Last August I was lucky enough to get a personal tour of Ä´vv Saa´mi Mu´zei, the Skolt Sámi Museum in Neiden, Norway, by the new director Hanna-Maaria Kiprianoff. As it turns out, she is one of two female vocalists in the group, Suõmmkar, which combines the traditional lyrical and dance music of the Skolt Sámi with contemporary sounds of folk and world music.We walked through the exhibits of this beautiful museum space and then Hanna-Maaria announced she would sing me a song, a leuʹdd, a song genre specific to the Skolt. The leu'dd is not the joik associated with the Sámi in the Nordic countries. The leu'dd, at least as far as I grasped the term from Hanna-Maaria, is more of a ballad, a story about people and their lives. I didn't understand a word of the song, but emotions came through.

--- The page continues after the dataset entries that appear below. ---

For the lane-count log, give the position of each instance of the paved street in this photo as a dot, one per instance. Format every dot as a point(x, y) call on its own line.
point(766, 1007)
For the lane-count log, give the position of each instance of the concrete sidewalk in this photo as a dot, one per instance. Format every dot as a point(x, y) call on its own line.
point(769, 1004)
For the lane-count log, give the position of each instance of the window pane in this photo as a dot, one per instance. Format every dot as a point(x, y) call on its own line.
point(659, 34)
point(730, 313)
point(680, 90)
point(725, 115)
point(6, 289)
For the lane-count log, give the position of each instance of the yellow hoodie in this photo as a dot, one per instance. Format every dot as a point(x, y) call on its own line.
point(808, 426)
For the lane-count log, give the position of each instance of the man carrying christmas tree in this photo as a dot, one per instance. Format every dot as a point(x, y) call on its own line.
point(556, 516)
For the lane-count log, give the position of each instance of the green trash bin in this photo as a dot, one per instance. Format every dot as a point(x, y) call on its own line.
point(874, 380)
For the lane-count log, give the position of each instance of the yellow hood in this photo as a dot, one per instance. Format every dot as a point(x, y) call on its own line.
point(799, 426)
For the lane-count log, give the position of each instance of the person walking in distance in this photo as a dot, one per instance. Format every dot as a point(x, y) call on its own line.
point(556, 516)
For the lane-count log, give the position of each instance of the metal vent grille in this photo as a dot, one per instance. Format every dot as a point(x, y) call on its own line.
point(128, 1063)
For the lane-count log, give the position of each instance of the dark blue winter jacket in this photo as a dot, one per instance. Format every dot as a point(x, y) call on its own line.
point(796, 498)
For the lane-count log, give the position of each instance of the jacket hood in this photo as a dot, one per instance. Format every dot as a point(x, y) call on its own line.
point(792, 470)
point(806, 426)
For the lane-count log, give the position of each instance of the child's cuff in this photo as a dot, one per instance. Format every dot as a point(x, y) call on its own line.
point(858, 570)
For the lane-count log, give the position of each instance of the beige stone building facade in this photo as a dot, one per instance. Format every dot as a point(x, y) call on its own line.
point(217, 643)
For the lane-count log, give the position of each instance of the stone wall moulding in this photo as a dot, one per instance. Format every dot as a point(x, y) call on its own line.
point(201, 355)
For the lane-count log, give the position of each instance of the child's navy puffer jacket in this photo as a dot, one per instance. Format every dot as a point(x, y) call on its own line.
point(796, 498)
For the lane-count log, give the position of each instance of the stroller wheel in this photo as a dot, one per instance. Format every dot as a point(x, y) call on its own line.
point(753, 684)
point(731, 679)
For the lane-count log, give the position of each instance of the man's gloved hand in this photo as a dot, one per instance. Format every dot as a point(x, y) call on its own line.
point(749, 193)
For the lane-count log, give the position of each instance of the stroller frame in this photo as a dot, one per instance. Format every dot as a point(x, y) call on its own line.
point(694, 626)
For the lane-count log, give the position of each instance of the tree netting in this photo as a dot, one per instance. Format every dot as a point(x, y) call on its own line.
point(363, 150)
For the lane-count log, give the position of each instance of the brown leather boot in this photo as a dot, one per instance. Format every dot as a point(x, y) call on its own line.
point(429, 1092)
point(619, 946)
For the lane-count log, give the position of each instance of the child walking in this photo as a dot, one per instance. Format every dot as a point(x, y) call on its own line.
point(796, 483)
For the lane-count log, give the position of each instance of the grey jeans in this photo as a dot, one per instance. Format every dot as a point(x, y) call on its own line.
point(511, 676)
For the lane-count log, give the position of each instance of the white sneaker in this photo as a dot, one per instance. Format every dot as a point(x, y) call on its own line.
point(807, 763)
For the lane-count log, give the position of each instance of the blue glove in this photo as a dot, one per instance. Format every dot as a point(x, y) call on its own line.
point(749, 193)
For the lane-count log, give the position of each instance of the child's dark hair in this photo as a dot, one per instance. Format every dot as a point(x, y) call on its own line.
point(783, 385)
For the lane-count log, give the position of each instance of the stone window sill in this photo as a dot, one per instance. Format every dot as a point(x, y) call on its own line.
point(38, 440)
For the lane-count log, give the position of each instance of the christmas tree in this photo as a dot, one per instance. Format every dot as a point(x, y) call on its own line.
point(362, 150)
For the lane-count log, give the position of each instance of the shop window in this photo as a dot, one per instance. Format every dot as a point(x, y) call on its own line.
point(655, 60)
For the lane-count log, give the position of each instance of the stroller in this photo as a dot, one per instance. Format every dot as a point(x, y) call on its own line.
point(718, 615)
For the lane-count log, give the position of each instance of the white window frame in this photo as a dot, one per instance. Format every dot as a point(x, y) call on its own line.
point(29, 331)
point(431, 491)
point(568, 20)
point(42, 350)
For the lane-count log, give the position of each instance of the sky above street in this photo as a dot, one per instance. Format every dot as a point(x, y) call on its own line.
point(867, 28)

In his paper, "Historical Skolt Sami Music and Two Types of Melodic Structures in Leu'dd Tradition," Finnish ethnomusicologist, historian, and musician Marko Jouste writes that the leu'dd is an indigenous musical genre "which is used to describe and comment on Skolt Sami life, both as 'history' and 'present,' so that the leu'dd's form a bank of shared memories of the Skolt Sami society." In addition to being a university lecturer in Saami Cultural Studies at the Giellagas Institute of University of Oulu, Marko Jouste is also a member of Suõmmkar.
The second song on the album, "Äʹrbbvuõtt," or "Tradition" begins with these lyrics (in English translation).
I don't want to forget my family's language
it isn't too late to learn it
Though I didn't get to learn my tradition naturally
I will now take it back, it's a part of me.
Skolt Sámi is one of the world's critically endangered languages. It's spoken by between 300-400 people, largely in Sevettijärvi region in northern Finland, and by a few elderly Skolts in Russia. Hanna-Maaria Kiprianoff, who has lived in Sevettijärvi, is one of the very few speakers in Norway.